Mentre molti aspetti del processo sono antiquati (non ultimo il fatto che non è più solo un lavoro da donne!) gli elementi fondamentali dell’interazione e dell’unione hanno resistito al tempo. Questo è esemplificato nelle moltitudini di stendibiancheria appese che spesso attraversano la strada, creando un collegamento fisico tra gli edifici opposti e i loro abitanti. Passeggiando per i quartieri domestici delle città, paesi, villaggi e borghi italiani, spesso si possono vedere i vicini che chiacchierano dai loro balconi mentre appendono il bucato a una corda condivisa che li unisce inestricabilmente l’uno all’altro e alle convenzioni di lavaggio del passato.

Quando ho visitato Napoli per la prima volta ero troppo giovane per ricordare molto oltre a poche impressioni che sono indelebilmente impresse in un filmato generalmente sfocato di ricordi d’infanzia. Ma il ricordo più duraturo è quello di guardare giù per una strada infinitamente lunga e dritta e vedere le file di bucato tese tra gli edifici, concave per il peso gravoso dei vestiti umidi e pendenti alte sopra la folla brulicante sottostante. Ogni centimetro di spazio fluttuante era straripante di tessuti multicolori disposti come un arco trionfale di lino senza fine, che ondeggiava con grazia, ignaro della bellezza modesta che conferiva al caos del centro urbano di Napoli.
Ma non sono assolutamente l’unico ad aver notato l’impatto visivo ipnotico del bucato appeso che danza al ritmo della dolce brezza italiana.
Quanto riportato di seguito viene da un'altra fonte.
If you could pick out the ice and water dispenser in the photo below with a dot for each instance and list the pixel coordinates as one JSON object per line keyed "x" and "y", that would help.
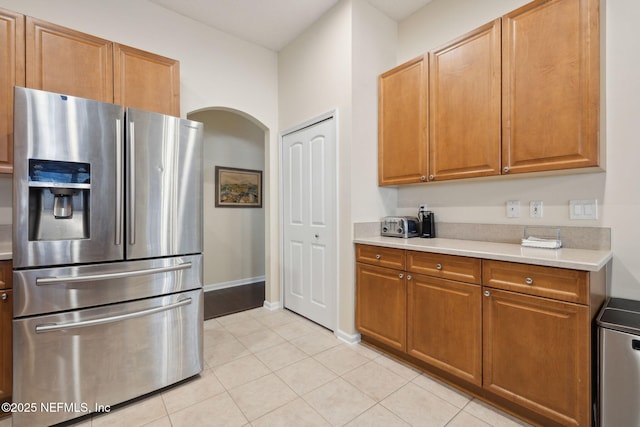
{"x": 59, "y": 200}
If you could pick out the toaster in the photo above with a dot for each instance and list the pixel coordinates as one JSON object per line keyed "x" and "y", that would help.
{"x": 399, "y": 226}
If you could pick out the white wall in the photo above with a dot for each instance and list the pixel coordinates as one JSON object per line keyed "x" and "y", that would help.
{"x": 233, "y": 237}
{"x": 216, "y": 70}
{"x": 617, "y": 190}
{"x": 334, "y": 65}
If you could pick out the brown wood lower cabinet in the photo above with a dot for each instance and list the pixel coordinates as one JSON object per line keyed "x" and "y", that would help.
{"x": 382, "y": 304}
{"x": 537, "y": 354}
{"x": 516, "y": 335}
{"x": 445, "y": 325}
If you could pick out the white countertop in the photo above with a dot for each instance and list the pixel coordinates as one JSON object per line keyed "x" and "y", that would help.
{"x": 577, "y": 259}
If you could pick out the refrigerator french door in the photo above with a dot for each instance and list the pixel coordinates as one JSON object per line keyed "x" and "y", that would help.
{"x": 107, "y": 242}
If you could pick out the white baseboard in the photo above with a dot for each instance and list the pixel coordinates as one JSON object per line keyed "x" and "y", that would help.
{"x": 233, "y": 283}
{"x": 276, "y": 305}
{"x": 348, "y": 338}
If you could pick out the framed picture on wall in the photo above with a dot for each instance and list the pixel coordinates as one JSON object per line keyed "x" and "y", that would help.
{"x": 238, "y": 188}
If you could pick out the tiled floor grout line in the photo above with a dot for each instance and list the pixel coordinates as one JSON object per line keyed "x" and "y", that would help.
{"x": 383, "y": 387}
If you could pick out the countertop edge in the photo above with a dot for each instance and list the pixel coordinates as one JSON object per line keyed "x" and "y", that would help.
{"x": 576, "y": 259}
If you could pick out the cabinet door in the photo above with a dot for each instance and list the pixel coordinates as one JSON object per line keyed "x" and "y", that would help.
{"x": 6, "y": 348}
{"x": 381, "y": 304}
{"x": 537, "y": 354}
{"x": 65, "y": 61}
{"x": 464, "y": 106}
{"x": 146, "y": 81}
{"x": 551, "y": 86}
{"x": 445, "y": 325}
{"x": 402, "y": 124}
{"x": 11, "y": 74}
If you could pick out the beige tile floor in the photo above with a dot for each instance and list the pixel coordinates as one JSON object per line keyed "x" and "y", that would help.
{"x": 275, "y": 368}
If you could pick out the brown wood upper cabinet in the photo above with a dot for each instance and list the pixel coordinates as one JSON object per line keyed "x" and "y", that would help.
{"x": 402, "y": 124}
{"x": 497, "y": 103}
{"x": 11, "y": 74}
{"x": 146, "y": 81}
{"x": 464, "y": 106}
{"x": 41, "y": 55}
{"x": 551, "y": 81}
{"x": 63, "y": 60}
{"x": 66, "y": 61}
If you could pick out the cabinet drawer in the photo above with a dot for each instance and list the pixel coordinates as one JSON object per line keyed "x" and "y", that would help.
{"x": 6, "y": 275}
{"x": 550, "y": 282}
{"x": 383, "y": 257}
{"x": 452, "y": 267}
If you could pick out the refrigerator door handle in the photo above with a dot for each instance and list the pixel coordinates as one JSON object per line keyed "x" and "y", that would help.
{"x": 132, "y": 184}
{"x": 118, "y": 240}
{"x": 51, "y": 327}
{"x": 105, "y": 276}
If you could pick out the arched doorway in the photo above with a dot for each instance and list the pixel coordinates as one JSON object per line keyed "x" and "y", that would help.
{"x": 234, "y": 237}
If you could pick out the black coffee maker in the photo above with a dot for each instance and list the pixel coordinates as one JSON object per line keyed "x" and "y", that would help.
{"x": 427, "y": 223}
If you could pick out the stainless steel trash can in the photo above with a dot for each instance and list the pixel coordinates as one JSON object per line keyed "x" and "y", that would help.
{"x": 619, "y": 363}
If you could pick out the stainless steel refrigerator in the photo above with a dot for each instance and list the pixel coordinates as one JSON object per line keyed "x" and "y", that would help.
{"x": 107, "y": 242}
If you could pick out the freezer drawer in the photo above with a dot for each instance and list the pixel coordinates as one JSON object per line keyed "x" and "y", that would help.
{"x": 50, "y": 290}
{"x": 87, "y": 359}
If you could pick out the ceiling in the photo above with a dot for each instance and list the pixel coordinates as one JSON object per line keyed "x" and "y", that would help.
{"x": 272, "y": 23}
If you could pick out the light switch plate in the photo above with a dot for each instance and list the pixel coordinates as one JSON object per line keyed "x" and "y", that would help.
{"x": 513, "y": 208}
{"x": 583, "y": 209}
{"x": 535, "y": 209}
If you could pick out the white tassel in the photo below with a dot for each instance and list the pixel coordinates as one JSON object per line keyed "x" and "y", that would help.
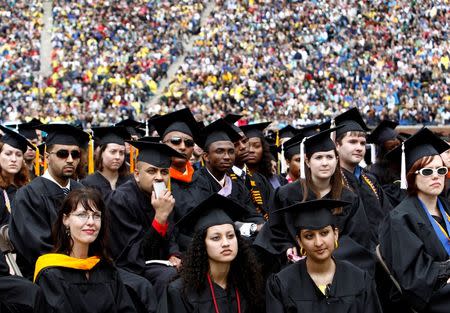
{"x": 373, "y": 154}
{"x": 302, "y": 159}
{"x": 403, "y": 182}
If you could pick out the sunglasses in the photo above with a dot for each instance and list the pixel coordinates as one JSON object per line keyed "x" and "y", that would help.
{"x": 64, "y": 154}
{"x": 176, "y": 141}
{"x": 426, "y": 171}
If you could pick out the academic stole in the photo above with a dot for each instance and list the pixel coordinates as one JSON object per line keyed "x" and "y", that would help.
{"x": 438, "y": 229}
Molti nomi famosi legati a varie forme d’arte hanno usato il bucato come potente icona nel loro lavoro. I film di realismo magico di Fellini rivelano come qualcosa di così insignificante come il bucato possa assumere una vita incantevole ed evocativa tutta sua.
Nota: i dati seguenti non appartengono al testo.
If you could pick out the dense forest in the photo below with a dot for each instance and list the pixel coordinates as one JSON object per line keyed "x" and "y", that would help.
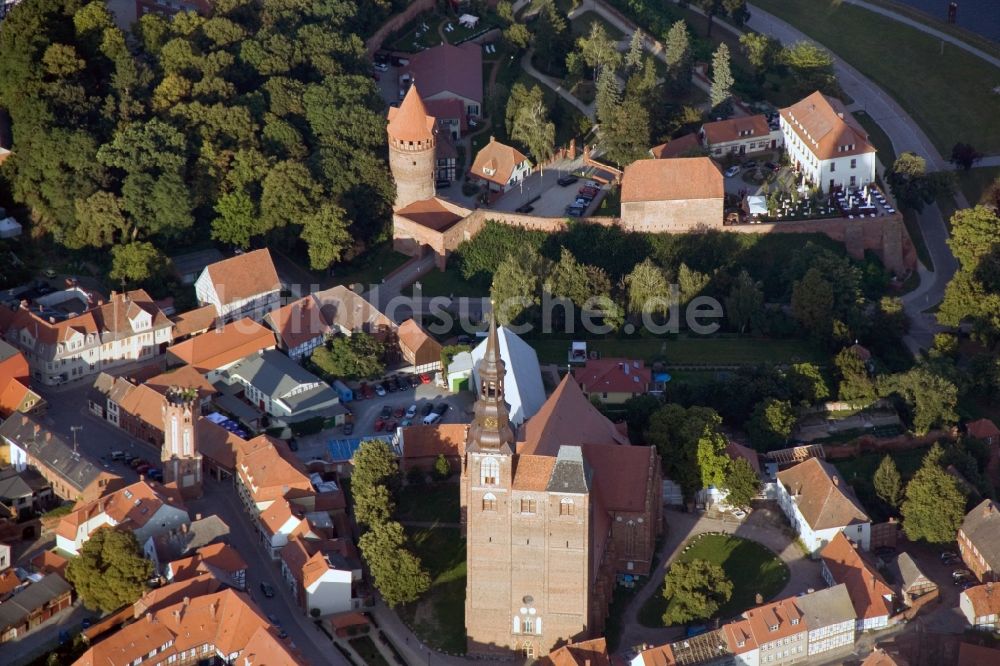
{"x": 259, "y": 124}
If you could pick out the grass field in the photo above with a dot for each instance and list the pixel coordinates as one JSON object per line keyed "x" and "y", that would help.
{"x": 371, "y": 267}
{"x": 366, "y": 649}
{"x": 439, "y": 618}
{"x": 700, "y": 351}
{"x": 949, "y": 95}
{"x": 751, "y": 567}
{"x": 428, "y": 503}
{"x": 975, "y": 181}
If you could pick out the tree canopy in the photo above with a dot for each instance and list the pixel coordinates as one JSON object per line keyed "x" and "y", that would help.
{"x": 110, "y": 571}
{"x": 259, "y": 124}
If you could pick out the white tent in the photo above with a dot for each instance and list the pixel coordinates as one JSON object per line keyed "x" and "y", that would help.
{"x": 523, "y": 388}
{"x": 9, "y": 228}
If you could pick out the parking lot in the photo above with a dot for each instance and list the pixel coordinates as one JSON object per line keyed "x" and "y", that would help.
{"x": 366, "y": 412}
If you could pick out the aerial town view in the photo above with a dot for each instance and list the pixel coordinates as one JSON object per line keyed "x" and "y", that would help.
{"x": 499, "y": 332}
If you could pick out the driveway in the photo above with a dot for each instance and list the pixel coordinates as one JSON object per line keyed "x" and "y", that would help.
{"x": 761, "y": 526}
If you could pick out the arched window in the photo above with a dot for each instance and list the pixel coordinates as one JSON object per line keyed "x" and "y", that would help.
{"x": 489, "y": 471}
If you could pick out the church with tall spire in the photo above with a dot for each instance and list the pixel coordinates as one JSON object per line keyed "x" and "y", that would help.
{"x": 551, "y": 513}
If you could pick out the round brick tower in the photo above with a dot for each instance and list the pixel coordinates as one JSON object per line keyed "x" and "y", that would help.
{"x": 412, "y": 142}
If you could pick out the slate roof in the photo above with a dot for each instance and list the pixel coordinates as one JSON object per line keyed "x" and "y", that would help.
{"x": 823, "y": 497}
{"x": 49, "y": 450}
{"x": 982, "y": 527}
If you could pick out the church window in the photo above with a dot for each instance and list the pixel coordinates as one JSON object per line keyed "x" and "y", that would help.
{"x": 489, "y": 471}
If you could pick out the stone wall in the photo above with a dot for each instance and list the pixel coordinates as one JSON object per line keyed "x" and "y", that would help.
{"x": 396, "y": 22}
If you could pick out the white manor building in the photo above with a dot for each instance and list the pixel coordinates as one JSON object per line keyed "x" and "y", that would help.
{"x": 826, "y": 144}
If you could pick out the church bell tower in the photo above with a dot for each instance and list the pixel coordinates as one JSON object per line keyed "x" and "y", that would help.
{"x": 180, "y": 456}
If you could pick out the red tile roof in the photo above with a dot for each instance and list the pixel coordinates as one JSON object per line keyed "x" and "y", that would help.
{"x": 244, "y": 276}
{"x": 823, "y": 497}
{"x": 824, "y": 125}
{"x": 865, "y": 585}
{"x": 496, "y": 162}
{"x": 613, "y": 375}
{"x": 734, "y": 129}
{"x": 446, "y": 439}
{"x": 567, "y": 417}
{"x": 449, "y": 69}
{"x": 221, "y": 347}
{"x": 672, "y": 180}
{"x": 411, "y": 122}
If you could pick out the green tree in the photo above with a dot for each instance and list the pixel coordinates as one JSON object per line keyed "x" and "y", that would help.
{"x": 517, "y": 284}
{"x": 648, "y": 288}
{"x": 135, "y": 262}
{"x": 761, "y": 51}
{"x": 812, "y": 304}
{"x": 929, "y": 398}
{"x": 110, "y": 571}
{"x": 374, "y": 465}
{"x": 742, "y": 483}
{"x": 807, "y": 384}
{"x": 695, "y": 590}
{"x": 811, "y": 67}
{"x": 745, "y": 302}
{"x": 855, "y": 382}
{"x": 373, "y": 505}
{"x": 442, "y": 469}
{"x": 888, "y": 483}
{"x": 722, "y": 76}
{"x": 934, "y": 506}
{"x": 912, "y": 186}
{"x": 398, "y": 573}
{"x": 771, "y": 424}
{"x": 358, "y": 356}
Nel suo 8 1⁄2, il protagonista del film, Guido Anselmi (un alter ego sullo schermo di Fellini) vive un flashback d’infanzia di lui e altri bambini viene lavato, poi amorevolmente lanciato e avvolto in un asciugamano appena lavato tenuto da due donne adoranti. È una scena nostalgica di felice domesticità accentuata da risate infantili, balie premurose, un fuoco scoppiettante e enormi lenzuola bianche stese ad asciugare. È un ricordo così confortante che alla fine del film, in una resa onirica, l’Anselmi ormai adulto si immagina di nuovo in quell’ambiente infantile, nuovamente avvolto in quegli asciugamani freschi e accudito da tutte le donne che hanno lasciato il segno nella sua vita adulta. La scena è bizzarra e rapidamente inizia a disfarsi, ma Fellini dimostra un desiderio di innocenza giovanile evocato da forti simboli domestici come un focolare, un bagno e non da ultimo – quel pilastro della casa italiana – il bucato steso.
La bella vista del bucato ondeggiante per le strade d’Italia è un emblema sottile ma quintessenziale dell’autenticità italiana. Icone imponenti della cultura italiana come il Colosseo o la Torre di Pisa sono simboli universalmente riconosciuti della gloriosa storia del paese, ma l’Italia è anche piena di simboli meno prepotenti, come le ghirlande di panni stesi, che celebrano le antiche usanze della vita quotidiana in tutto il suo umile fascino.
E mentre i video virali del lockdown mostrano gli orgogliosi italiani che sventolano la bandiera tricolore perché il mondo la veda, i loro vestiti, lenzuola e biancheria intima svolazzano orgogliosamente accanto, rafforzando l’incrollabile senso di resilienza, tradizione e soprattutto comunità su cui si fonda il paese.